Docker-Based Invocation Script (run-docker.ts)

The Node.js wrapper performs the following steps:

  1. Compiles all contracts via Hardhat.
  2. Flattens the specified test harness into flattened/EchidnaOnePerWalletKeyToken.sol.
  3. Installs and selects the Solidity compiler version 0.8.20.
  4. Executes Echidna in a Docker container, mounting the project root and corpus directory, and applying the configuration file.
  5. Cleans up on completion.

Available PNPM Script

  • pnpm run echidna
    Executes the Docker wrapper to perform all compilation, flattening, and fuzzing steps for the default EchidnaOnePerWalletKeyToken contract.

Instrumented Properties

Invariants (echidna_ prefix)

  1. echidna_one_token_per_wallet – Enforces the core restriction by asserting that every tracked address (three fixed actors plus msg.sender) owns at most one token.
  2. echidna_token_ownership – Walks the first ten token IDs and confirms that every existing token has a non-zero owner whose balance reflects the token count (burned IDs are allowed).

Scenario Helpers (*_test functions)

  • mint_test() – Attempts to mint from any fuzzed sender and catches the revert when the wallet already owns a token.
  • transfer_test(address to) – Drives safe/unsafe transfers to new recipients while expecting failures if the destination already owns a key.
  • burn_test() – Burns the sole token owned by the caller when available, ensuring that the state is released before retrying mint or transfer operations.

These helpers give Echidna more transactional surface area so the invariants see mint/transfer/burn permutations that resemble real-world flows.

Summary of Latest Run

Running pnpm echidna (which compiles, flattens, and invokes Echidna inside Docker) up to the configured testLimit: 10000 completes without any failing invariants.

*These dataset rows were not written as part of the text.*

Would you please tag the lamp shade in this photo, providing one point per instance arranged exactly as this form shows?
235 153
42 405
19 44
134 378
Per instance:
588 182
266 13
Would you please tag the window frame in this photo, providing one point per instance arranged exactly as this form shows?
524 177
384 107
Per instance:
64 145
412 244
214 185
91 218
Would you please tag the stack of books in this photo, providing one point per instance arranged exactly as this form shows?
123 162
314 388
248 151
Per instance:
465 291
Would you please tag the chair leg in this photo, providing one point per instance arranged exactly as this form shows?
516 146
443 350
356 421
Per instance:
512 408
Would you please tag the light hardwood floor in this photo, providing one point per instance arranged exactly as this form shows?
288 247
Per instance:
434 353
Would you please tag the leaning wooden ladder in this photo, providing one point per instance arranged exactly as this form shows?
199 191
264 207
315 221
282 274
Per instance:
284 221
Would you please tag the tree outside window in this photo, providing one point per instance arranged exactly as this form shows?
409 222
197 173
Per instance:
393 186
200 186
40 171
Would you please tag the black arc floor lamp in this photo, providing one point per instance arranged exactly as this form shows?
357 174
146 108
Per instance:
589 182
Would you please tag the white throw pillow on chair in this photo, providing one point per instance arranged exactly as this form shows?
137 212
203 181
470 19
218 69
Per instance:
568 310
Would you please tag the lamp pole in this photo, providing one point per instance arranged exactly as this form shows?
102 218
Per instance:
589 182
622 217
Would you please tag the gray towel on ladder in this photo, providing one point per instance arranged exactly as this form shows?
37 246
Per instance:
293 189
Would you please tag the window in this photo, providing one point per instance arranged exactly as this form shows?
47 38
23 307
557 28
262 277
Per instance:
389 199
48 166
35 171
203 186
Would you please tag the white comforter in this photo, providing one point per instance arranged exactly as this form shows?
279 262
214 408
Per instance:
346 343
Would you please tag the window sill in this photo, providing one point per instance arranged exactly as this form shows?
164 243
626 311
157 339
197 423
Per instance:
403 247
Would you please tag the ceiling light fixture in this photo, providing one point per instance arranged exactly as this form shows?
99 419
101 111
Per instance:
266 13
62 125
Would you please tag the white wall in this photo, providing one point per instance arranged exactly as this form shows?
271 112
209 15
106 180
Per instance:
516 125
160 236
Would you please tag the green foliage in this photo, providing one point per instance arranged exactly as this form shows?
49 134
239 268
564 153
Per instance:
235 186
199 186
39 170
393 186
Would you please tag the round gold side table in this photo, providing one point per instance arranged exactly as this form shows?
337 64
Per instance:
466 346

Evidence from the repository includes:

  • echidna-corpus/coverage/ currently stores 18 saved transaction sequences—the inputs that expanded code coverage during the most recent run.
  • echidna-corpus/reproducers/ is empty, indicating no invariant violations were discovered.
  • The generated HTML/LCOV files (e.g., echidna-corpus/covered.*) provide opcode-level coverage for the flattened contract.

The resulting corpus stresses key behaviors: repeated mint attempts, transfers into wallets that already own tokens, and burn/re-mint loops. Because both invariants return true across every fuzzing sequence and no reproducers exist, we have high confidence that the one-token-per-wallet constraint and token ownership bookkeeping remain intact under adversarial ordering.

All Echidna invariants currently pass.